Tuberculosis (TB) in children presents diagnostic and management challenges, and researchers led by Joy Githua investigated whether a blood marker called C-reactive protein (CRP) could help. In this work, CRP was studied for two related purposes: as a diagnostic screening test to separate children with TB from those without, and as a way to monitor how children respond to TB treatment over time. The study population was described as Kenyan children, and the analysis separated cases into confirmed TB and unconfirmed TB where relevant. The team compared CRP levels at the time of diagnosis between children who ultimately had TB and those who did not, and they measured how CRP levels changed during the course of treatment in children diagnosed with TB. The aim was to see whether CRP could serve either as a reliable, simple screening tool at the point of diagnosis or as an objective marker that falls as treatment succeeds. The work focused strictly on CRP measurements and on how those measurements related to diagnostic status and to changes during therapy among the children studied.

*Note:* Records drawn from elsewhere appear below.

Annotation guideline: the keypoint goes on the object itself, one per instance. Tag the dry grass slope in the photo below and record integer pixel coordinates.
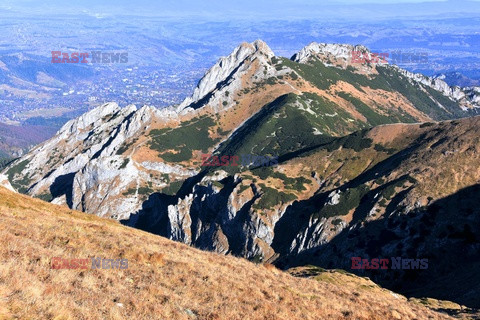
(164, 279)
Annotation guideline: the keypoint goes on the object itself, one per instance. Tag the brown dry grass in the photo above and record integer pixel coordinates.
(164, 279)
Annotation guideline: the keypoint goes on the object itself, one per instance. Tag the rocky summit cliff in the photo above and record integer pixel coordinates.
(351, 161)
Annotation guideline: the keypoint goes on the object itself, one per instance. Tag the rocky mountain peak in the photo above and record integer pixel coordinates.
(225, 69)
(327, 51)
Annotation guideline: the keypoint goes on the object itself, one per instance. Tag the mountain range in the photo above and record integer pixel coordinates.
(370, 161)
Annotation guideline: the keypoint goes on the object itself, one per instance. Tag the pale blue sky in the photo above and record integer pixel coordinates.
(244, 9)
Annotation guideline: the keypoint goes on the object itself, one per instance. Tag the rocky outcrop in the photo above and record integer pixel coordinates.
(227, 74)
(5, 183)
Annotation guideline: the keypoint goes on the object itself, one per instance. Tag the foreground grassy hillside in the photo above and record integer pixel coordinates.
(164, 279)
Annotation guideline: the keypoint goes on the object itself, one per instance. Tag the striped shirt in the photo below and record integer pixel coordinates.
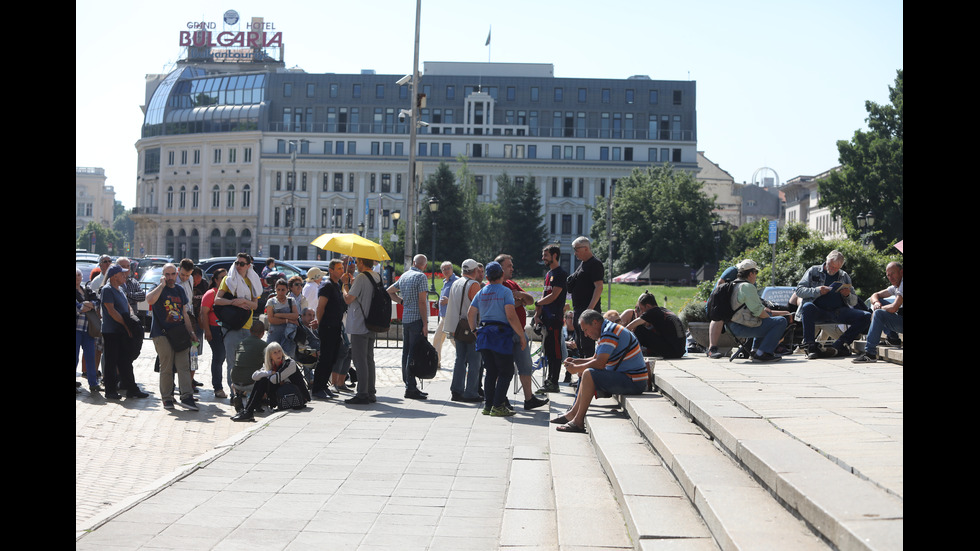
(623, 350)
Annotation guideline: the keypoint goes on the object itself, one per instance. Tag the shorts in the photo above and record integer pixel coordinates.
(522, 359)
(616, 382)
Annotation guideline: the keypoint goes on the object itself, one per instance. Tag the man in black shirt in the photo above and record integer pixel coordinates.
(549, 311)
(659, 330)
(330, 310)
(585, 284)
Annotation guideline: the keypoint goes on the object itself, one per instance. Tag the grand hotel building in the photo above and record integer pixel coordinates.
(221, 143)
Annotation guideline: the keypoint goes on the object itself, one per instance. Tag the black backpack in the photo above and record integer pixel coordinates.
(424, 362)
(378, 316)
(720, 301)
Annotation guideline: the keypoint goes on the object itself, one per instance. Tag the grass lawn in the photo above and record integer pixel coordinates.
(623, 295)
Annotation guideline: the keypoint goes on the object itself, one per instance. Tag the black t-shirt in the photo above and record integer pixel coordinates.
(665, 336)
(585, 276)
(553, 312)
(333, 313)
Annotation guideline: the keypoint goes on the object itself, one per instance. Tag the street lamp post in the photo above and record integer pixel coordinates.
(433, 209)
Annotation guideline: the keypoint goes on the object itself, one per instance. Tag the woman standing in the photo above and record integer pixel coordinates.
(85, 300)
(499, 329)
(212, 332)
(283, 315)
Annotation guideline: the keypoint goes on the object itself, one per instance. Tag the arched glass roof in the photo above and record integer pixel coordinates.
(189, 101)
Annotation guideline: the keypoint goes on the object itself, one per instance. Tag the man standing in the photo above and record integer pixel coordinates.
(170, 305)
(658, 329)
(450, 277)
(585, 284)
(826, 295)
(116, 335)
(466, 372)
(241, 289)
(330, 309)
(885, 316)
(522, 356)
(550, 312)
(413, 287)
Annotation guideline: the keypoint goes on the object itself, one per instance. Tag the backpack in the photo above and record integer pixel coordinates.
(378, 316)
(720, 301)
(424, 363)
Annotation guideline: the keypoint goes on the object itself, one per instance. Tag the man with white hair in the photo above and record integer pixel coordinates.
(585, 286)
(413, 288)
(827, 296)
(450, 277)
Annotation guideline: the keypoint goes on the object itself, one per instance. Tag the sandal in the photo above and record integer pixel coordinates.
(570, 427)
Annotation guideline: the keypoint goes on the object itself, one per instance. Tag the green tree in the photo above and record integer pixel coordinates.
(658, 215)
(871, 175)
(521, 228)
(104, 237)
(451, 222)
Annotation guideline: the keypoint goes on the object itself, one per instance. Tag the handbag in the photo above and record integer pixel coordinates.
(178, 337)
(230, 316)
(463, 333)
(94, 324)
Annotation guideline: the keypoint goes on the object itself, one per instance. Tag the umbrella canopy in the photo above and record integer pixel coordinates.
(352, 245)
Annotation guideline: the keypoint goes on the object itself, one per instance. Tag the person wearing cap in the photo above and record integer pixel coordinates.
(466, 372)
(496, 334)
(170, 305)
(414, 289)
(116, 335)
(450, 277)
(826, 296)
(756, 320)
(314, 278)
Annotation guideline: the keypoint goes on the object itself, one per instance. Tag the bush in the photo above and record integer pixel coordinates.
(798, 248)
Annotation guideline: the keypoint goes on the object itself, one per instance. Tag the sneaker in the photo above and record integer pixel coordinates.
(188, 403)
(243, 416)
(501, 411)
(534, 402)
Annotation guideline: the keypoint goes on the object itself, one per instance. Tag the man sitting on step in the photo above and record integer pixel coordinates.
(616, 368)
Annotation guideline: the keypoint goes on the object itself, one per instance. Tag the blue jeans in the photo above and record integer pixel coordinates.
(500, 371)
(857, 322)
(766, 335)
(411, 334)
(882, 321)
(466, 372)
(217, 344)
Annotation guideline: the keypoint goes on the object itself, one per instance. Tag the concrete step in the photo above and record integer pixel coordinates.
(755, 486)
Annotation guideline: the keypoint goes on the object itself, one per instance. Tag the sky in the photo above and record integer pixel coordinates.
(778, 82)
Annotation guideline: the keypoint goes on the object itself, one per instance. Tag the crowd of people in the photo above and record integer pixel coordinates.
(315, 333)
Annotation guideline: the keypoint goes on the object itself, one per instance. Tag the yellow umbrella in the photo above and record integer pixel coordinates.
(352, 245)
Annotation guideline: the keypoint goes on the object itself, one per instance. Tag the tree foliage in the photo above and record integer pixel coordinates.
(658, 215)
(871, 175)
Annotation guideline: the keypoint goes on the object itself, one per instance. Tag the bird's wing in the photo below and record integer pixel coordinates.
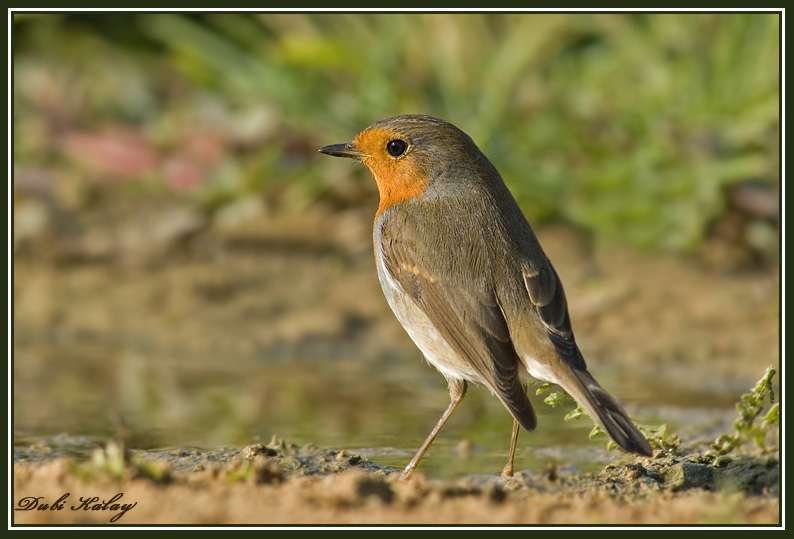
(548, 298)
(466, 314)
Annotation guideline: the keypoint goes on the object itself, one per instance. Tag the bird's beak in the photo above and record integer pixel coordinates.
(341, 150)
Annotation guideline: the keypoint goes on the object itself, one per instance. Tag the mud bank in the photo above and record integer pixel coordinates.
(283, 483)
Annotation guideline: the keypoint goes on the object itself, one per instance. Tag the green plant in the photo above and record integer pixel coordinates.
(630, 126)
(749, 408)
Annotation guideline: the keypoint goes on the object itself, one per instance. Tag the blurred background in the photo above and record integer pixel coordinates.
(189, 271)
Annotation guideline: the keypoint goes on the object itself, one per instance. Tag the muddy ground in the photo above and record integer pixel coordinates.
(187, 338)
(282, 483)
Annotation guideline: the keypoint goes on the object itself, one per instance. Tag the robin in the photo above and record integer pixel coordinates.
(466, 277)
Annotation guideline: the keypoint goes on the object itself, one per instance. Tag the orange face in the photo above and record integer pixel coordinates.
(389, 157)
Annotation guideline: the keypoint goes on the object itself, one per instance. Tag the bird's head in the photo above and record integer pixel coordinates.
(407, 153)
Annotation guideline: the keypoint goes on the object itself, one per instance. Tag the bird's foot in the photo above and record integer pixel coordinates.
(406, 473)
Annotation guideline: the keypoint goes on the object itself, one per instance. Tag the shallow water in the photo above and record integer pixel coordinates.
(230, 345)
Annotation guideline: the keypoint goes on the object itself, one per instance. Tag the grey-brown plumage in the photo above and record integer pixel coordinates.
(467, 278)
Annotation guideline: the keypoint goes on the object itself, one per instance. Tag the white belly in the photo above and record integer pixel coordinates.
(421, 330)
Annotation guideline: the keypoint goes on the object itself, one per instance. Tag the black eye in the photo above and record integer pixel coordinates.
(396, 147)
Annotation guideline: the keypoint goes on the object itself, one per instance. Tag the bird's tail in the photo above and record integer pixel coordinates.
(603, 408)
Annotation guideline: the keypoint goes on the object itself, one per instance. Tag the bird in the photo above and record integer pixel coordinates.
(467, 278)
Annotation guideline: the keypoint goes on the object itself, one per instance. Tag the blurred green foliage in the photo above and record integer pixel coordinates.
(629, 126)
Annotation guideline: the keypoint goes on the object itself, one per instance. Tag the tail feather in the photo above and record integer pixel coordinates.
(609, 413)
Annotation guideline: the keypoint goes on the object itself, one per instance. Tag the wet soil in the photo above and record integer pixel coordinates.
(283, 483)
(187, 338)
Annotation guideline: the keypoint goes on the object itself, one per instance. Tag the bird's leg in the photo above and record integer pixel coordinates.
(457, 389)
(507, 471)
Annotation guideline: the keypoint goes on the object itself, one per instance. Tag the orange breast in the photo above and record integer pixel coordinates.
(398, 180)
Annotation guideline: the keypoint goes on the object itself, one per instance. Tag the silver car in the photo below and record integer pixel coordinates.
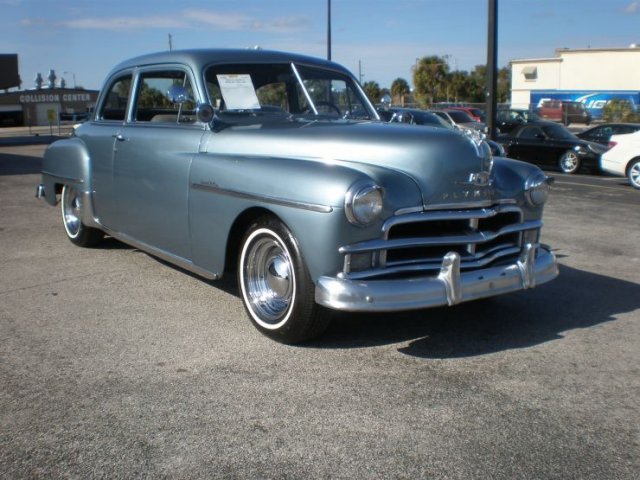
(275, 166)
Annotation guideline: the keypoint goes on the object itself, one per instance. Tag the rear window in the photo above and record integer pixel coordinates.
(114, 106)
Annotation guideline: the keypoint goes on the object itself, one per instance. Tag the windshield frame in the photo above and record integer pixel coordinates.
(298, 79)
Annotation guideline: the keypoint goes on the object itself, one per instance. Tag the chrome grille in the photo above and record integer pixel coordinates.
(417, 243)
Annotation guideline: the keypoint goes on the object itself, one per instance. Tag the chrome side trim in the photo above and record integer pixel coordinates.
(161, 254)
(478, 237)
(62, 178)
(211, 188)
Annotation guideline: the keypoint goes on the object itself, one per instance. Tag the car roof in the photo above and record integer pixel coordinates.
(201, 57)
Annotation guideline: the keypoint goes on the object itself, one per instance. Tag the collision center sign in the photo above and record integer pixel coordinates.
(54, 97)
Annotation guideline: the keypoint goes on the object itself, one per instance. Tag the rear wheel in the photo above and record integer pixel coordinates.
(276, 287)
(633, 173)
(77, 232)
(569, 162)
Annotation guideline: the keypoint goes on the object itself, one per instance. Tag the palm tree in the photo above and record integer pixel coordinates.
(429, 78)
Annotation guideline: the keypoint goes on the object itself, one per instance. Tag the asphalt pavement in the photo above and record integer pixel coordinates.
(114, 364)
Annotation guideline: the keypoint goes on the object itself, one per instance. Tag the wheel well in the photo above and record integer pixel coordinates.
(631, 162)
(238, 229)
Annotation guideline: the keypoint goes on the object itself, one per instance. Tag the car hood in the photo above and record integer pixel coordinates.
(439, 161)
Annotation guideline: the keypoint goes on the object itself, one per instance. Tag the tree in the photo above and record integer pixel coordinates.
(372, 89)
(429, 78)
(620, 110)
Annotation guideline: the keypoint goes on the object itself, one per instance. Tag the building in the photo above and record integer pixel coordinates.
(592, 76)
(46, 104)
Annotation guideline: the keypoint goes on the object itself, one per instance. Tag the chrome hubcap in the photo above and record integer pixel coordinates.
(71, 211)
(634, 174)
(569, 162)
(268, 279)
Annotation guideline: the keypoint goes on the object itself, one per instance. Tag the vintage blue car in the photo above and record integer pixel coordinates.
(276, 166)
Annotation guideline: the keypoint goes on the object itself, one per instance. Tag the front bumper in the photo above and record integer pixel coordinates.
(451, 286)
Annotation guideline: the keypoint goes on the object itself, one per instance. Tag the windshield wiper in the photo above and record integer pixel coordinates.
(304, 89)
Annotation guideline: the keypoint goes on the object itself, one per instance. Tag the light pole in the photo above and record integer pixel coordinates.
(74, 78)
(328, 29)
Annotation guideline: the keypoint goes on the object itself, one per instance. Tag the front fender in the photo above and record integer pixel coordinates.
(308, 195)
(66, 162)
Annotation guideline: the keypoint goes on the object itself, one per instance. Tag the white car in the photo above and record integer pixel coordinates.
(623, 157)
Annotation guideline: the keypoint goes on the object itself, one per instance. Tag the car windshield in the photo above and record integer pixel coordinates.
(558, 132)
(479, 113)
(240, 92)
(460, 116)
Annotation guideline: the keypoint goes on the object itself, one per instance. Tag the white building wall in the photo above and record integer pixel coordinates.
(547, 76)
(585, 69)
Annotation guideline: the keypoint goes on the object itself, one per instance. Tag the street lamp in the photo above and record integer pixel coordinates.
(74, 78)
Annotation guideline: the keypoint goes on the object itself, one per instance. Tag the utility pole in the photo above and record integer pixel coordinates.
(492, 73)
(328, 29)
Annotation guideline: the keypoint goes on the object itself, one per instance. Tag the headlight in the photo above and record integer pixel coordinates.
(363, 203)
(536, 188)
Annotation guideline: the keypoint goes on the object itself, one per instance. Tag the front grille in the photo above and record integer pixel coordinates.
(416, 243)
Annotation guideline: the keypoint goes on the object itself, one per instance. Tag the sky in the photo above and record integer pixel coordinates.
(377, 40)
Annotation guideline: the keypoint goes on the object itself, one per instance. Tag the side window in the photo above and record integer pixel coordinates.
(152, 103)
(115, 105)
(273, 96)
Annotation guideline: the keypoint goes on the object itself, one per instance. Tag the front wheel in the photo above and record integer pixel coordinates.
(633, 173)
(77, 232)
(276, 287)
(569, 162)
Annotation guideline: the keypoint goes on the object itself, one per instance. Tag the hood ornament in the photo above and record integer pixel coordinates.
(477, 139)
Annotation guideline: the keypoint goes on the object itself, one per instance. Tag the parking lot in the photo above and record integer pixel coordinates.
(114, 364)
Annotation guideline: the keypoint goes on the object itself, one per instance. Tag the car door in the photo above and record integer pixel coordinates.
(152, 160)
(99, 136)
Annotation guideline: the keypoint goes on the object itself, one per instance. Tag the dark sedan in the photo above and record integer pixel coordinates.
(551, 145)
(602, 133)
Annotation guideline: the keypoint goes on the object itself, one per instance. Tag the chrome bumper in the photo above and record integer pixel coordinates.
(535, 266)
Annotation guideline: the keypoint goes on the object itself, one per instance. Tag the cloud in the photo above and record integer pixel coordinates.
(633, 7)
(187, 19)
(123, 23)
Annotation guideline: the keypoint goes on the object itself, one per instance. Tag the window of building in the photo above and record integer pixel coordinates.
(114, 106)
(153, 103)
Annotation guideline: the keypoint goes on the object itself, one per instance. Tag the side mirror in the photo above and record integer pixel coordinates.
(406, 118)
(178, 94)
(386, 101)
(205, 112)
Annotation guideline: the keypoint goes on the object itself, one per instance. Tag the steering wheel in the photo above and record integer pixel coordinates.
(331, 106)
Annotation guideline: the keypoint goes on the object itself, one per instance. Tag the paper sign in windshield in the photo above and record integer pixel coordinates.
(238, 92)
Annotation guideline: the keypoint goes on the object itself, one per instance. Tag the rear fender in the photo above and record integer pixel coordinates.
(66, 162)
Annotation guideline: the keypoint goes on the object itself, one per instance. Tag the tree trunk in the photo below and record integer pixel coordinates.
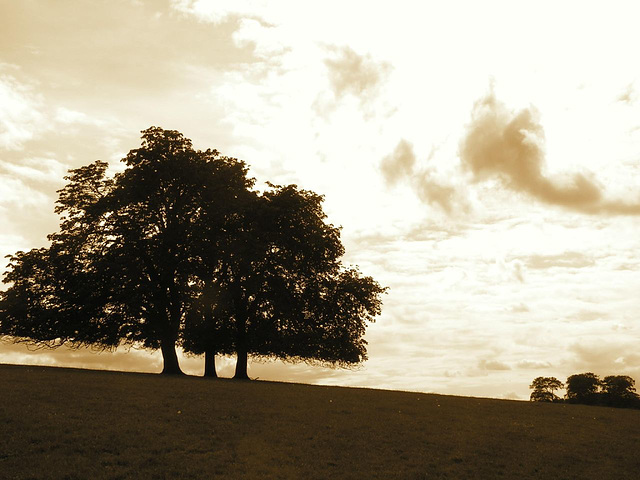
(170, 357)
(241, 365)
(210, 364)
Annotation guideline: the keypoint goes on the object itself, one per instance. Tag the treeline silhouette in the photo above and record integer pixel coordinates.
(180, 249)
(587, 388)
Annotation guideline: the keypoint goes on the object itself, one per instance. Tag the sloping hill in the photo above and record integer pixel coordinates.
(80, 424)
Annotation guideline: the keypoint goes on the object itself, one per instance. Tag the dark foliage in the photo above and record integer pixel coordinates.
(588, 388)
(179, 249)
(544, 388)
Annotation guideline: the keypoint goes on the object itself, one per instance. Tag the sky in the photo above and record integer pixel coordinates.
(482, 158)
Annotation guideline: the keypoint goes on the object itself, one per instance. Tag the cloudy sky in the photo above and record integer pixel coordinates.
(483, 159)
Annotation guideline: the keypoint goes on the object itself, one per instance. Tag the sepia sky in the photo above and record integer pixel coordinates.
(483, 159)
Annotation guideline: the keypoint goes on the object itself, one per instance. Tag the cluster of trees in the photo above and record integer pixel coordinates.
(181, 249)
(588, 388)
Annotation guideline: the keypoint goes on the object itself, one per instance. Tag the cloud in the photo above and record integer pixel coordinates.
(606, 357)
(400, 165)
(358, 75)
(628, 96)
(509, 146)
(20, 114)
(563, 260)
(533, 364)
(492, 365)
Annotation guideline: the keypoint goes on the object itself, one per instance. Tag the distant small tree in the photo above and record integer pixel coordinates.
(543, 388)
(620, 391)
(583, 388)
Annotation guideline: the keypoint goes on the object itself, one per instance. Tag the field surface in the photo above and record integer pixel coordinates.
(60, 423)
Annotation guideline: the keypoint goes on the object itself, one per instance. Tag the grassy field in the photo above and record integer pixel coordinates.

The report summarizes key findings about CRP’s diagnostic and monitoring performance. For diagnostic screening, the researchers found that CRP levels did not differ significantly between children with TB and those without TB, indicating CRP alone was not able to distinguish the two groups at diagnosis. In contrast, when the team looked at CRP over the course of TB treatment they observed significant declines in median CRP levels. The abstract states that median CRP levels decreased significantly during TB treatment in confirmed TB cases (p=0.03) and in unconfirmed TB cases (p=0.002), suggesting a treatment-related fall. The summary portion of the abstract reiterates the decrease during treatment and reports slightly different p-values: confirmed (p=0.02) and unconfirmed TB (p<0.001). While the abstract does not provide further methodological detail in this summary, it presents a clear result: CRP did not separate cases at diagnosis but did fall with treatment in both confirmed and unconfirmed pediatric TB.

Taken together, these results lead to a cautious, practical conclusion. According to the abstract, CRP’s diagnostic screening performance was suboptimal and therefore CRP should not be relied on as a stand-alone test to diagnose TB in children. At the same time, the consistent decreases in median CRP during the course of treatment — reported for both confirmed and unconfirmed TB — point to a potential role for CRP as a marker of treatment response in pediatric TB. In plain terms, CRP may be of value to clinicians or programs as a way to check whether a child’s inflammatory marker is falling during therapy, even if it cannot be used to decide who has TB at the outset. The study’s summary emphasizes this distinction: while CRP does not perform well as a screening diagnostic, the observed declines during treatment suggest utility for monitoring response in children with TB.